El año 2016 resultó pródigo en celebraciones. La hermandad barroca de Cervantes y Shakespeare no fue la menor y resultó oportuna y pacífica. Mucho menos, los ochenta del comienzo de la guerra civil, pero así es el vaivén apacible y sangriento de la historia. Por decirlo con una letra de tango, porque la vida tiene más vueltas que la oreja.
Menos perceptible fue el hecho de que se cumplían tres siglos del nacimiento de Carlos III, que fuera rey de Nápoles y luego, de España. A él se debe la inauguración del palacio de Oriente, el único monumento madrileño en que parece evidente que esta ciudad fue la capital de un imperio. Ya declinante, sobre todo tras la guerra de sucesión, que dejó a España a merced de la creciente presencia inglesa en América Latina.
Goya nos ha dejado un modesto retrato de este rey enjuto, narigudo y con ojos de pez asustado y melancólico. Era aficionado a la caza, empuña un arma de fuego y deja en manos de inteligentes ministros la administración de lo que es un dominio en declive. Pero es también el tiempo de Jovellanos, Floridablanca y Campomanes, de Ripperdá y Boccherini, de los Amigos de País y una modesta Ilustración.
En 1776 se independizan los Estados Unidos al Norte y don Carlos decide fundar el Virreynato del Río de la Plata con capital en Buenos Aires, una ciudad inopinada, rodeada de arroyuelos pantanosos y donde, a pocas docenas de kilómetros, se acaba el imperio español, asediado por los piratas holandeses y británicos, que ya constan de un navío anual intérlope ‒léase, contrabandista– antepasado de nuestros paraísos fiscales, más el comercio monopólico de la esclavitud negra. Más allá, las pampas sudamericanas, pobladas de indígenas nómades y de ganado vacuno salvaje, que se caza en busca de cueros y luego será la base de la industria del saladero de carnes con destino a Brasil, Cuba y los estados del sur norteamericano.
La dinámica económica se Sudamérica se altera.

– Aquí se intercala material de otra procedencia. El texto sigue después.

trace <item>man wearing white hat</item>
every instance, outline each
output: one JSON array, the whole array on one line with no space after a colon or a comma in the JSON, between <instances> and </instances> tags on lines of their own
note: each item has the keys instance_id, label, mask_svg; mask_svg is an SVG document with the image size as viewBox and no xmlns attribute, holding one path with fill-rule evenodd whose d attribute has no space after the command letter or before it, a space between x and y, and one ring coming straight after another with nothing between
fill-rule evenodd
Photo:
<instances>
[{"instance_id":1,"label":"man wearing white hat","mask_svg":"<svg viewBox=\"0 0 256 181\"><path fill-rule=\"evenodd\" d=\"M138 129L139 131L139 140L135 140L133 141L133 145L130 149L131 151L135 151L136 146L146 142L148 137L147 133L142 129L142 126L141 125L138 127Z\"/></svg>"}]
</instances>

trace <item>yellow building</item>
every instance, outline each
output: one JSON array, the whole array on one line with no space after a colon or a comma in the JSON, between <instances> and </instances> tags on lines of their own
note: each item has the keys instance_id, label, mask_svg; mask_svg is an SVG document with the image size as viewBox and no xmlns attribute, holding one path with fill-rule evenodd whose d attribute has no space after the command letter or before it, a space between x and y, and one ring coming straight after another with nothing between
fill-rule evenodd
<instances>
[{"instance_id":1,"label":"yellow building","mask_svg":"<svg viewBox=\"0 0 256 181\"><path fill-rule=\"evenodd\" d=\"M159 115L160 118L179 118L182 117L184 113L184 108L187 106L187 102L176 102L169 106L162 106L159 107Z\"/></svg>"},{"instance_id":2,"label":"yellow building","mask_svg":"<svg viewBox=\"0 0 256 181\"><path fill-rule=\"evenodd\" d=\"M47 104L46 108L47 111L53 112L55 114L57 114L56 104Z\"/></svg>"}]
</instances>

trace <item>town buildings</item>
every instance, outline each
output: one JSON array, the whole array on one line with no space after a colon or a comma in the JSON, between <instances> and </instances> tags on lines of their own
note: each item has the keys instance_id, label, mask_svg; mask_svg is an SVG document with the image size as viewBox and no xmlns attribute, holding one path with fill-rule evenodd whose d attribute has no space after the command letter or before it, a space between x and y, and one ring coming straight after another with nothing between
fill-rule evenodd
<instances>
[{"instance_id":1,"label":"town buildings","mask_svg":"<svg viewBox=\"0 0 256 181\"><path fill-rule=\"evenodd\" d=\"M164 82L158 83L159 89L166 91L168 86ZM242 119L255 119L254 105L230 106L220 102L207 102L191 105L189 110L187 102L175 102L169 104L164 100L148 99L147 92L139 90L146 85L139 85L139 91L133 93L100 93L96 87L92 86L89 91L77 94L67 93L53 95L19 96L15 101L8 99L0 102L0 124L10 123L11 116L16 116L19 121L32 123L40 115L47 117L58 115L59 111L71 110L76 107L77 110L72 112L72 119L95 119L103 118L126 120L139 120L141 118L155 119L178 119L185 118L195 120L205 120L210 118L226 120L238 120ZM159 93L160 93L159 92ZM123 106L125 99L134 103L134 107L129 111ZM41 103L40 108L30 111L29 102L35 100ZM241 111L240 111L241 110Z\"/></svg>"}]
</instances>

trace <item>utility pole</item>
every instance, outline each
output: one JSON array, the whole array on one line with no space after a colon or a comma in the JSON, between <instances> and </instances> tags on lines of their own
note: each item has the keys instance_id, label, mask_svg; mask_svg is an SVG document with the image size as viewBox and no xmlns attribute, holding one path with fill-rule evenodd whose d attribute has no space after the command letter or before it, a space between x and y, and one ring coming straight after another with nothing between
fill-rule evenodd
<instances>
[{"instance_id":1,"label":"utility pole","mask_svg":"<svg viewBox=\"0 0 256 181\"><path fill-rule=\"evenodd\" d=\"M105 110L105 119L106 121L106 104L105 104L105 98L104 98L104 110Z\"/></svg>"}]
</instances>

Dominada antes por Lima y el Callao, orientada hacia el Pacífico y Panamá, se dirige ahora hacia el frente Atlántico, con base en el Río de la Plata, es decir Buenos Aires y Montevideo. Es el extremo austral del imperio, o sea de Occidente. Una marca austral de las corrientes que conectan el cono sur con Europa. Punta extrema de las corrientes y resacas de lo que está ocurriendo en el fulcro del mundo por aquellos tiempos. ¿Un eco de los Estados Unidos del Norte como Estados Unidos del Sur? Tal vez.
Lo que, pasados los años, sería la Argentina actual, no existiría sin este proyecto tardío y borbónico. Los nacionalistas del lugar detestarán siempre esta alteración de la Sudamérica de los Habsburgos –ensimismada, hispánica y católica– a favor de una geopolítica hegemonizada por Buenos Aires: liberal, cosmopolita, portuaria y, si se quiere, borbónica. No es poca cosa en estos tiempos frágiles para la Casa Real de Madrid.
Esta dinámica entre el afuera y el adentro, la sarmientina oposición entre civilización y barbarie, entre sociedad y comunidad, será el destino histórico de lo que llamamos Argentina. Un país encerrado en su mismidad y un país abierto a la alteridad. Dejarlo en manos del pequeño rey de Nápoles puede parecer una exageración, pero no conviene dejarlo en el olvido. La dicotomía entre Habsburgos y Borbones es posible que siga en pie.